ROI analysis
Before taking on the analysis of regions of interest we recommend to take a look at the tutorials for watershed
and threshold
, notably their options and the blurring techniques to optimize the output.
ROI (Regions of Interest) analysis refers to the process of identifying and analyzing specific regions within an image that are of interest. It is probably a topic too vast to fit it completely in one tutorial. But we will try to give you the basic idea of what image analysis might look like. First, let's take an image of particles made by electronic microscope as our example.
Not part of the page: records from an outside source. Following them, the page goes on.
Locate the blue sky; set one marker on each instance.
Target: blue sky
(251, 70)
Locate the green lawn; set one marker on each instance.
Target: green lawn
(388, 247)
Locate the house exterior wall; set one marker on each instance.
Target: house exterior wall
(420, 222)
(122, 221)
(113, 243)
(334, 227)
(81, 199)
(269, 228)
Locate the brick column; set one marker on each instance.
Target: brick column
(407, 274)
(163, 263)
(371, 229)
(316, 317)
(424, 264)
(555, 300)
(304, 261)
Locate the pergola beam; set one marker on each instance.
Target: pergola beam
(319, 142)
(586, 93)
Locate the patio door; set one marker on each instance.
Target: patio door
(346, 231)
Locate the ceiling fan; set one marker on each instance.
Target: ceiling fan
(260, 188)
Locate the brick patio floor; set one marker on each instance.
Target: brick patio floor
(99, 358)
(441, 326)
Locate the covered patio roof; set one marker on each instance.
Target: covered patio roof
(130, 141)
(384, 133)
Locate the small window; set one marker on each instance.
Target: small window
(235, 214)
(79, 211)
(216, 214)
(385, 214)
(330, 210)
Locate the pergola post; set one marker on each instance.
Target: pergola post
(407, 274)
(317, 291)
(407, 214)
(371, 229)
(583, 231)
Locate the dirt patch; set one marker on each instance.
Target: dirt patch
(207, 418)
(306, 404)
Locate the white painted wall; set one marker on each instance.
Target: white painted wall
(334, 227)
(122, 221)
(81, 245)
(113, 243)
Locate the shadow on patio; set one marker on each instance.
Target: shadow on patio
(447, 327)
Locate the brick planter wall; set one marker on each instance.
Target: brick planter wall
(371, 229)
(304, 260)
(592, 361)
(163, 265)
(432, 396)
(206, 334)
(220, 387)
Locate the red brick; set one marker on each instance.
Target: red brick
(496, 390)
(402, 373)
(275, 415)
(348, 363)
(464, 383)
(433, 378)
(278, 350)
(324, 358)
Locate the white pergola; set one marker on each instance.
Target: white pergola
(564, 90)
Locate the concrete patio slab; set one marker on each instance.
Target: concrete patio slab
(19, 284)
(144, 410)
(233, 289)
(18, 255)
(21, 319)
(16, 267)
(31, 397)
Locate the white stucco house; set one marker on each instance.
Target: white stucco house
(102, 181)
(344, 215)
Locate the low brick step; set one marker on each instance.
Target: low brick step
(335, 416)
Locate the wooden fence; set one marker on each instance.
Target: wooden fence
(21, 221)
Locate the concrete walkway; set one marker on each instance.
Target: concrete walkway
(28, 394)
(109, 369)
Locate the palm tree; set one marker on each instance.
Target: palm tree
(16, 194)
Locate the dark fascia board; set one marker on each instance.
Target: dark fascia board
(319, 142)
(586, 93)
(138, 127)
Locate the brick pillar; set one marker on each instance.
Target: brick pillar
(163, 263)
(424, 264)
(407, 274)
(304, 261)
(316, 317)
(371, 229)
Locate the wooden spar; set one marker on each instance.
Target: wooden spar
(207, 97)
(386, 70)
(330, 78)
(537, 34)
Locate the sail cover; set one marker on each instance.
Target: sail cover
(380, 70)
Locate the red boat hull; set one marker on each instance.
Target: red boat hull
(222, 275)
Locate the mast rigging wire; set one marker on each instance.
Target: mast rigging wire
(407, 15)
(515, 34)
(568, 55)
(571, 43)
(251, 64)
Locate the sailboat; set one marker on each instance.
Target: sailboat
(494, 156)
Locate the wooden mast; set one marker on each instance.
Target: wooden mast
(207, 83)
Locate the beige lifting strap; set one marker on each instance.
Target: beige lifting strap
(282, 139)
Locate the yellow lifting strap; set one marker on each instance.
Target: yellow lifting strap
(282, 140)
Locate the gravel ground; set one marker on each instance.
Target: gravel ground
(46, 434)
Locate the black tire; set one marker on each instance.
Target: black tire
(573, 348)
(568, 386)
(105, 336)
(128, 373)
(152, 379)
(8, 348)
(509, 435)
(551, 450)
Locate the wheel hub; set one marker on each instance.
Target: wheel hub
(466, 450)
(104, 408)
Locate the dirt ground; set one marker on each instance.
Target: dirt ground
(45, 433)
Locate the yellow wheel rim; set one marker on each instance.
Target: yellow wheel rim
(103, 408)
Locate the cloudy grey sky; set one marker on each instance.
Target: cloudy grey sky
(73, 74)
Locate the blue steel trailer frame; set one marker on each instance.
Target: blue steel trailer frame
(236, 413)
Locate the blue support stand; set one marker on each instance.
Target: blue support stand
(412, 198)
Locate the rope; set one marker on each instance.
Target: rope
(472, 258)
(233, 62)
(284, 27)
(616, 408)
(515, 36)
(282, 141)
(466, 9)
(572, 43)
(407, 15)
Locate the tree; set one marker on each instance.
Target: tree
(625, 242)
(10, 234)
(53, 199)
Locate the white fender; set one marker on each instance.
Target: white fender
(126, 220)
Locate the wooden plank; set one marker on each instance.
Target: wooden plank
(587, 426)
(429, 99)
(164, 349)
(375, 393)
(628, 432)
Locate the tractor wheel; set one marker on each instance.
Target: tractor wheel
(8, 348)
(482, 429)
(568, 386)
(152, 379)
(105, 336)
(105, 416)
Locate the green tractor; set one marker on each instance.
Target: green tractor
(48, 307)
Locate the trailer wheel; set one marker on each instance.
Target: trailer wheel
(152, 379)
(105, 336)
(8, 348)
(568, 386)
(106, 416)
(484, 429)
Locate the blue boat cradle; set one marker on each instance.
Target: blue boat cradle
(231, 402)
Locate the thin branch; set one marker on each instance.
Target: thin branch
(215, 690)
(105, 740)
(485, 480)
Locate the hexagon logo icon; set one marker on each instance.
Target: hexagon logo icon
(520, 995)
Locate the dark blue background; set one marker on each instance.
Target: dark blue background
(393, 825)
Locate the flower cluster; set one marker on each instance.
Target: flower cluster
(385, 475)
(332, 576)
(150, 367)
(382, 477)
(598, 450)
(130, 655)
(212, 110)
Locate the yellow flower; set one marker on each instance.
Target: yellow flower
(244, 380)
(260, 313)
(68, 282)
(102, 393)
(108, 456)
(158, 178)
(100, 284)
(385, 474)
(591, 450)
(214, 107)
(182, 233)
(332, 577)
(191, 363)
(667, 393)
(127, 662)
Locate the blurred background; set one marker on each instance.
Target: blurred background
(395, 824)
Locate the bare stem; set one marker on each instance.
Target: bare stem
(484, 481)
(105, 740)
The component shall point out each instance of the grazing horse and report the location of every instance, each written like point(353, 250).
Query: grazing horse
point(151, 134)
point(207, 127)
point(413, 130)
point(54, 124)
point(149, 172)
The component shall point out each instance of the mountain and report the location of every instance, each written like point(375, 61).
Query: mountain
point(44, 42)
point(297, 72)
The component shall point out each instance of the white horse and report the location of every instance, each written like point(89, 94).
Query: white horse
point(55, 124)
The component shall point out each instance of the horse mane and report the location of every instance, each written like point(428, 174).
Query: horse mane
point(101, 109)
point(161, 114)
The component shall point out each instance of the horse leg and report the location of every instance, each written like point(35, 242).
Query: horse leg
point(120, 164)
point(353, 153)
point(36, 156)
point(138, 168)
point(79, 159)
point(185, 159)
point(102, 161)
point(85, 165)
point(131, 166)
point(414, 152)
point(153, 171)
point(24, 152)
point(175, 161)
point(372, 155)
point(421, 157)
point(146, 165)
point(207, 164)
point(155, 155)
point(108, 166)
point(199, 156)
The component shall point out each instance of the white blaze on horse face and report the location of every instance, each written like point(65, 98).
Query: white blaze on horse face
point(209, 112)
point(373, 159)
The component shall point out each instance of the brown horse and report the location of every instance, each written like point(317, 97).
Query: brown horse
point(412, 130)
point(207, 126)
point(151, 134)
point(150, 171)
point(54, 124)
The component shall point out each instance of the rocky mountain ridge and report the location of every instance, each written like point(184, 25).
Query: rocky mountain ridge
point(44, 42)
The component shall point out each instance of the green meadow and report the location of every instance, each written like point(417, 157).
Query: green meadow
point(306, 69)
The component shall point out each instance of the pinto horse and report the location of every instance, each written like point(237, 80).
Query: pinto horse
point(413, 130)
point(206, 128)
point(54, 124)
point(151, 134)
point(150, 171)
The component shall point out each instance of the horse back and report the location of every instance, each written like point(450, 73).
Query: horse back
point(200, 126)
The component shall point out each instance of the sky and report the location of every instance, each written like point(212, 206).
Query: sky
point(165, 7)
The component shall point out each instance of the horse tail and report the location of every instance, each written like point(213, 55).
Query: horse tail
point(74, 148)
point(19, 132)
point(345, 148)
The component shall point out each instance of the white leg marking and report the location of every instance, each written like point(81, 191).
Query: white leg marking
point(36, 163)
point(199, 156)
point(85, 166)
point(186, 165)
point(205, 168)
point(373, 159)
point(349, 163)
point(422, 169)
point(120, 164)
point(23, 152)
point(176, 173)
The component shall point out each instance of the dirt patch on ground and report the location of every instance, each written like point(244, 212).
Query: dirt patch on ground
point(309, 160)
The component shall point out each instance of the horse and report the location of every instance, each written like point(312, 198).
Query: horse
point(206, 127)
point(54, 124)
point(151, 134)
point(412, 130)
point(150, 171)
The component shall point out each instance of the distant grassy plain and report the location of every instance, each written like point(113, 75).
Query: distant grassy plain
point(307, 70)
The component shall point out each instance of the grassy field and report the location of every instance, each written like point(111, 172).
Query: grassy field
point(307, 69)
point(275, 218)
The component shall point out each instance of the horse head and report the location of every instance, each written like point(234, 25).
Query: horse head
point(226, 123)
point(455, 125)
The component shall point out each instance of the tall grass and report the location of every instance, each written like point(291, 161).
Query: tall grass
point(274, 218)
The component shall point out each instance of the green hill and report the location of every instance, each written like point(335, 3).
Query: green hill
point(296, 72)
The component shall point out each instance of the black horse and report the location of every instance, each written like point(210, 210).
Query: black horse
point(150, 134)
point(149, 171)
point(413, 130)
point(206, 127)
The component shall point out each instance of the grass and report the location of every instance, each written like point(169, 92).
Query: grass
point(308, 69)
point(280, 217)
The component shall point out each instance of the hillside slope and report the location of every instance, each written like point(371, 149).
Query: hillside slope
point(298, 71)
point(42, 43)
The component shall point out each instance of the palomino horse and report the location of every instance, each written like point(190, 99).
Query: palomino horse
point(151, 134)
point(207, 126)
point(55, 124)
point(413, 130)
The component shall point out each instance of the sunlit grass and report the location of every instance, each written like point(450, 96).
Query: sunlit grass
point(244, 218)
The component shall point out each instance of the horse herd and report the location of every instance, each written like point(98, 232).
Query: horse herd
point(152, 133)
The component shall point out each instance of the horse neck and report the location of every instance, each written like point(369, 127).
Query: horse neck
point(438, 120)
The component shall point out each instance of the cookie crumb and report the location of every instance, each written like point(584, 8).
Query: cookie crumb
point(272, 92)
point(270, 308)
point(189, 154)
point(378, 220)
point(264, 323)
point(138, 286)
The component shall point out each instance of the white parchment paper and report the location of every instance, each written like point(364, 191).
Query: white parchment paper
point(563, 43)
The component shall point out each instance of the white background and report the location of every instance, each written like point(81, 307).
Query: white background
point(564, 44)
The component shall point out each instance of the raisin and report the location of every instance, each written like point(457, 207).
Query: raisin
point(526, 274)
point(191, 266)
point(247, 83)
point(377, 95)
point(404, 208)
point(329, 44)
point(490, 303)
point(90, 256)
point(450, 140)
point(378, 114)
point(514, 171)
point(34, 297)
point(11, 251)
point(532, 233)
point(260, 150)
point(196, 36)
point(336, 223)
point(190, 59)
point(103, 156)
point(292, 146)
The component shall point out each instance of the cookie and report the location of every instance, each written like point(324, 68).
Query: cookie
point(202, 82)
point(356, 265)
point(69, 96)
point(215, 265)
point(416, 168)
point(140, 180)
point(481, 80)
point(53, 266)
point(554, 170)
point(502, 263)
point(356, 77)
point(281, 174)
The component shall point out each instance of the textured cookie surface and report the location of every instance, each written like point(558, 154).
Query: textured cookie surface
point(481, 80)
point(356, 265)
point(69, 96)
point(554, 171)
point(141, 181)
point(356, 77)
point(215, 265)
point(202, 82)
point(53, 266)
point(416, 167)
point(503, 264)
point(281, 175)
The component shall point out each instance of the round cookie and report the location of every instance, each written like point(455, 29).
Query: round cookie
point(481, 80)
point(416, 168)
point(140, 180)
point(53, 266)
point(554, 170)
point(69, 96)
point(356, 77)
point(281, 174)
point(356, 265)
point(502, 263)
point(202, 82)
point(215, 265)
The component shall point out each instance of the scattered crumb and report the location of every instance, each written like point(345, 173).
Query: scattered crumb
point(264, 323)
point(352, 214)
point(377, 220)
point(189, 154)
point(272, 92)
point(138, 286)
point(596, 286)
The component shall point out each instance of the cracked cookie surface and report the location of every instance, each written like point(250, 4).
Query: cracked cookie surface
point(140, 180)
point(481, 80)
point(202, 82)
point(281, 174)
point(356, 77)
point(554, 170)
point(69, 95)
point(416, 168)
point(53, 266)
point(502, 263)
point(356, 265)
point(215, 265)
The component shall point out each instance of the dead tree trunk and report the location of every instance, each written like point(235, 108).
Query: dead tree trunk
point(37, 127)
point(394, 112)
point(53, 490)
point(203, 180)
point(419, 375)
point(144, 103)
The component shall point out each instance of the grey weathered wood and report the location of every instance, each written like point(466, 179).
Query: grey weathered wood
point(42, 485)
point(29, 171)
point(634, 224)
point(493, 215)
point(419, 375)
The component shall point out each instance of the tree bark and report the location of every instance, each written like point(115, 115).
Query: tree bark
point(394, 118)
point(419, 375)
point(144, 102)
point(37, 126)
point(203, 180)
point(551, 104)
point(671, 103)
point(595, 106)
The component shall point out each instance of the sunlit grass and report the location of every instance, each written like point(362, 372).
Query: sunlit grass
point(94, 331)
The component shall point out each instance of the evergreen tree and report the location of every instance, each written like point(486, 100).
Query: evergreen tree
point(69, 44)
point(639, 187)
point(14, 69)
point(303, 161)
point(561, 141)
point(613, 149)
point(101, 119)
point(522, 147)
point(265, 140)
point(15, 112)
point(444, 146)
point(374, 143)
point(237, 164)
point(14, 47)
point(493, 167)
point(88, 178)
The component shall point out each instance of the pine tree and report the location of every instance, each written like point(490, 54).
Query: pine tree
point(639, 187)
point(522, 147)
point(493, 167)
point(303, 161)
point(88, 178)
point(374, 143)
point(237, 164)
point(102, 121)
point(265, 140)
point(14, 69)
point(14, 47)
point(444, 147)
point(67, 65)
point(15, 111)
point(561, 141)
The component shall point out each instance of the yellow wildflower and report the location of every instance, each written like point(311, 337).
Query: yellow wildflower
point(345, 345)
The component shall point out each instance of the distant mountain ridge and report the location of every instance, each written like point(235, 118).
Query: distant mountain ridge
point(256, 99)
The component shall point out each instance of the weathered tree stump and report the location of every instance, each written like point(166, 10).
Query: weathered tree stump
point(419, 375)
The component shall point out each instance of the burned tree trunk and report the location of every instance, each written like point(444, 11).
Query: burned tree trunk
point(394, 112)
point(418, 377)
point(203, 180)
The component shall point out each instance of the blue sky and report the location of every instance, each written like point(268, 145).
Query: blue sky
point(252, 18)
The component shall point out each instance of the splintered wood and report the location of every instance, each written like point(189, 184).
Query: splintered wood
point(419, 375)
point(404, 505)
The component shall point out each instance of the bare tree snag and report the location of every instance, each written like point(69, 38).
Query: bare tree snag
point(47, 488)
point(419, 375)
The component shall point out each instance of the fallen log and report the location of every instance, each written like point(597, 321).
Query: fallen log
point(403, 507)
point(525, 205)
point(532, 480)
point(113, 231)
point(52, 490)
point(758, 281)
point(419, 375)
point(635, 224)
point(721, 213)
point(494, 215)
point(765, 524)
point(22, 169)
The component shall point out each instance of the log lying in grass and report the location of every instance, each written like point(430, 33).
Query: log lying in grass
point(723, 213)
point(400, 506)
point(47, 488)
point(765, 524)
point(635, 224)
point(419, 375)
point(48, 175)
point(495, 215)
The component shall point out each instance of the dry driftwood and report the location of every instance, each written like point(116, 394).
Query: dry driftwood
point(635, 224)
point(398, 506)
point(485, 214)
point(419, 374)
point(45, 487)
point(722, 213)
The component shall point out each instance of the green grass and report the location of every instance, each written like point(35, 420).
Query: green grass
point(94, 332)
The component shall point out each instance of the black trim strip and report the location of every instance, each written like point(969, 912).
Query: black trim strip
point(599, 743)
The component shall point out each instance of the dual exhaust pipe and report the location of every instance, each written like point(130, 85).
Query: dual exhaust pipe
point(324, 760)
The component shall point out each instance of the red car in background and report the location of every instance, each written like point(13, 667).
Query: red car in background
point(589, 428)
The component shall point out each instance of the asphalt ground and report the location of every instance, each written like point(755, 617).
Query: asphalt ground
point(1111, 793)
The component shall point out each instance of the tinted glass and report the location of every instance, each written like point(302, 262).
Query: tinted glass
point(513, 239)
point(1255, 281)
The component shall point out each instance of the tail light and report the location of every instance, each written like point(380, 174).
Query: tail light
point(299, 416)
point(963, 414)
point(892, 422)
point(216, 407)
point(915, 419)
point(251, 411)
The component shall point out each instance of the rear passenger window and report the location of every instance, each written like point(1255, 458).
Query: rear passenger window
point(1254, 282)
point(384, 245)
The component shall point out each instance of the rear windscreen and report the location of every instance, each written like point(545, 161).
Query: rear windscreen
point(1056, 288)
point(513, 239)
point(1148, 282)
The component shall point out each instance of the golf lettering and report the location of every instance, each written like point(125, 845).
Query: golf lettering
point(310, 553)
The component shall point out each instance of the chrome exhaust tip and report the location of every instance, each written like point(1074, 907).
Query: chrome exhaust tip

Getting Regions of Interest
To get ROIs, first you need to find ROI map. There are two general ways of doing it. First one is threshold
method which works well for images where elements are placed separately from each other:
const mask = image.threshold();
const roiMap = fromMask(mask);
Second option is watershed
function. If an image has many adjacent elements, using watershed
might be a better option:
const roiMap = watershed(image, { points, mask });
You can see a good image to use threshold on the left and an image for watershed on the right.
First we need to extract regions of interest from a map for further analysis:
//in this case we are interested in dark regions of interest, so we
//specify the kind of ROIs we want to extract.
let rois = roiMap.getRois({ kind: 'black' });
//Removes regions that did not fit in the image.
//It gives you a better data sample.
rois = clearBorder(mask, { color: 'black' });
Notice how the elements at the borders are not included. The reason is that these regions simply did not fit completely into our image ,so, their features, such as size or shape will not be represented correctly. So, we used clearBorder
function to remove those elements. It is a good practice for regions' analysis.